Challenge 25: Custom Vision - Image Classification

Estimated Time

60 min | Cost: $2-5 (estimated) | Domain: Implement Computer Vision Solutions (10-15%)

Exam skills covered

  • Choose between image classification and object detection
  • Label images for training custom models
  • Train a custom image model
  • Evaluate model metrics (precision, recall, AP)
  • Publish and consume custom model iterations

Overview

Custom Vision enables training domain-specific image classification models without ML expertise. Two project types:

TypeUse CaseOutput
Classification - MulticlassImage belongs to ONE categorySingle tag per image
Classification - MultilabelImage can have MULTIPLE categoriesMultiple tags per image
Object DetectionLocate objects with bounding boxesTags + coordinates

Training produces iterations with metrics: Precision (of predicted positives, how many are correct), Recall (of actual positives, how many were found), and AP (Average Precision — area under precision-recall curve).

Prerequisites

  • Azure subscription
  • Custom Vision Training + Prediction resources
  • Python 3.9+
  • Packages: azure-cognitiveservices-vision-customvision (training + prediction)

Implementation

Task 1: Create Custom Vision Resources

az group create --name rg-ai102-customvision --location eastus2

# Training resource
az cognitiveservices account create \
--name cv-training-ai102 \
--resource-group rg-ai102-customvision \
--kind CustomVision.Training \
--sku S0 \
--location eastus2

# Prediction resource
az cognitiveservices account create \
--name cv-prediction-ai102 \
--resource-group rg-ai102-customvision \
--kind CustomVision.Prediction \
--sku S0 \
--location eastus2

# Get keys
TRAINING_KEY=$(az cognitiveservices account keys list --name cv-training-ai102 --resource-group rg-ai102-customvision --query key1 -o tsv)
TRAINING_ENDPOINT=$(az cognitiveservices account show --name cv-training-ai102 --resource-group rg-ai102-customvision --query properties.endpoint -o tsv)
PREDICTION_KEY=$(az cognitiveservices account keys list --name cv-prediction-ai102 --resource-group rg-ai102-customvision --query key1 -o tsv)
PREDICTION_ENDPOINT=$(az cognitiveservices account show --name cv-prediction-ai102 --resource-group rg-ai102-customvision --query properties.endpoint -o tsv)

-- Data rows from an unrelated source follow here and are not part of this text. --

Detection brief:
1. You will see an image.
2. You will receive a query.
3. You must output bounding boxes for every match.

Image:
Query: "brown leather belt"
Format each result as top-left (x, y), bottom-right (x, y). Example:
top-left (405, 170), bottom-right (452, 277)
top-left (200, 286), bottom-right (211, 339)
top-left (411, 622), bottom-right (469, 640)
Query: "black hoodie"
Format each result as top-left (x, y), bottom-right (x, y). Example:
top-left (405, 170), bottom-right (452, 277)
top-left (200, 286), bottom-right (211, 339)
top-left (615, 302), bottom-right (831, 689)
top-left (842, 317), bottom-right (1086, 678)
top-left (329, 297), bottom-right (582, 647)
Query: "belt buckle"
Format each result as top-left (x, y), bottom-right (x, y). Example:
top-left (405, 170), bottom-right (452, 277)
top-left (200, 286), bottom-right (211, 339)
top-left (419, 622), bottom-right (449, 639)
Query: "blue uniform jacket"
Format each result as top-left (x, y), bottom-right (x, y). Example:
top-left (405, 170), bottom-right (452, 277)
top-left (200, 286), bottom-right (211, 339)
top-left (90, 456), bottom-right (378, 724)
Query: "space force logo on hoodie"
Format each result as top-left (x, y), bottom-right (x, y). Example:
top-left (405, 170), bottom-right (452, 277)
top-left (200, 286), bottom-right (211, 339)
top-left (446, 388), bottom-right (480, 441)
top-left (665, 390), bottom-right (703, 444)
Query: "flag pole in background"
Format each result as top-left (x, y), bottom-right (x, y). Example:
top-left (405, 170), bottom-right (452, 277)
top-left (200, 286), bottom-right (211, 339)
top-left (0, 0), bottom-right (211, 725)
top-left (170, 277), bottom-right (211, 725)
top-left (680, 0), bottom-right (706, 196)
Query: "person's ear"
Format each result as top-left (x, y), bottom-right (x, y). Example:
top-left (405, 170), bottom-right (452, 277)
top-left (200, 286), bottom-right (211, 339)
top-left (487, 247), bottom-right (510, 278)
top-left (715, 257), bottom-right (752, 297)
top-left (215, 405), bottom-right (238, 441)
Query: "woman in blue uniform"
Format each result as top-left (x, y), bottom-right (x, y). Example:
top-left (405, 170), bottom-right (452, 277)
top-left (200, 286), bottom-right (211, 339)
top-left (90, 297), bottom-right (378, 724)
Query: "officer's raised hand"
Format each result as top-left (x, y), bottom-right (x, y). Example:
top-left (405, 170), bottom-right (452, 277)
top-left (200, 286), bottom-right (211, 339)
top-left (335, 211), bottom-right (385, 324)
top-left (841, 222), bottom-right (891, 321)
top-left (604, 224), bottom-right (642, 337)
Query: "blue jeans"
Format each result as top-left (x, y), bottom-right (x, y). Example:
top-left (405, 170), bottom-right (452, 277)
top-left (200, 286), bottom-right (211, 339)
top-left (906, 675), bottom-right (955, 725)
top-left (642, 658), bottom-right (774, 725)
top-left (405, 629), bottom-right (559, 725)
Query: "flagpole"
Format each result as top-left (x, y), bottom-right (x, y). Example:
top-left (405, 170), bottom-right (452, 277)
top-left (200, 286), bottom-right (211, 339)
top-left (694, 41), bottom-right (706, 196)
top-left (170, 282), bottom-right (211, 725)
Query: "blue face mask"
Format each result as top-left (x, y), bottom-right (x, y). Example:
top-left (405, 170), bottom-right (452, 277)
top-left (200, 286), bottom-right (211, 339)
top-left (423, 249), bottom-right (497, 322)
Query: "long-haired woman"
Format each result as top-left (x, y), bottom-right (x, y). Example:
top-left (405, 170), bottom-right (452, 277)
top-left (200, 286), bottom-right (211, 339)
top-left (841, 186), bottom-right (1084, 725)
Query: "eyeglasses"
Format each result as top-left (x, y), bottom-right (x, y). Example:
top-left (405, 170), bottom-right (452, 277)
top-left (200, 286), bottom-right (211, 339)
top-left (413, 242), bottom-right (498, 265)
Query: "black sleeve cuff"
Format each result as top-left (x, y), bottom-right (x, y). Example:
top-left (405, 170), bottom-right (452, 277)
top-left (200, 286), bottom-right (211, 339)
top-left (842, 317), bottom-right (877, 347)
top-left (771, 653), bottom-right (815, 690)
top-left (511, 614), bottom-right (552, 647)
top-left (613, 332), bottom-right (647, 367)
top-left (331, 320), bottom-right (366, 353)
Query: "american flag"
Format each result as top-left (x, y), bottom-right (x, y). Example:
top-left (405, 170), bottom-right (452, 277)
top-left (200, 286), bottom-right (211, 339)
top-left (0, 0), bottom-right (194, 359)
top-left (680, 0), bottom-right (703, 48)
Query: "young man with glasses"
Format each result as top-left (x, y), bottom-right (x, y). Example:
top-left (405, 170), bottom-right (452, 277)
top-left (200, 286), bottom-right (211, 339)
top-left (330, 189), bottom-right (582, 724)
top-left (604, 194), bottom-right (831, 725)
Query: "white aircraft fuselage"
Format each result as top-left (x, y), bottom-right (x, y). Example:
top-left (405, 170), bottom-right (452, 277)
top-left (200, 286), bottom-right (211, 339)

Task 2: Create Project, Upload and Tag Images, Train

import os
import time
from azure.cognitiveservices.vision.customvision.training import CustomVisionTrainingClient
from azure.cognitiveservices.vision.customvision.prediction import CustomVisionPredictionClient
from azure.cognitiveservices.vision.customvision.training.models import ImageUrlCreateEntry
from msrest.authentication import ApiKeyCredentials

training_endpoint = os.environ["CUSTOM_VISION_TRAINING_ENDPOINT"]
training_key = os.environ["CUSTOM_VISION_TRAINING_KEY"]
prediction_endpoint = os.environ["CUSTOM_VISION_PREDICTION_ENDPOINT"]
prediction_key = os.environ["CUSTOM_VISION_PREDICTION_KEY"]

# Create training client
training_credentials = ApiKeyCredentials(in_headers={"Training-key": training_key})
trainer = CustomVisionTrainingClient(training_endpoint, training_credentials)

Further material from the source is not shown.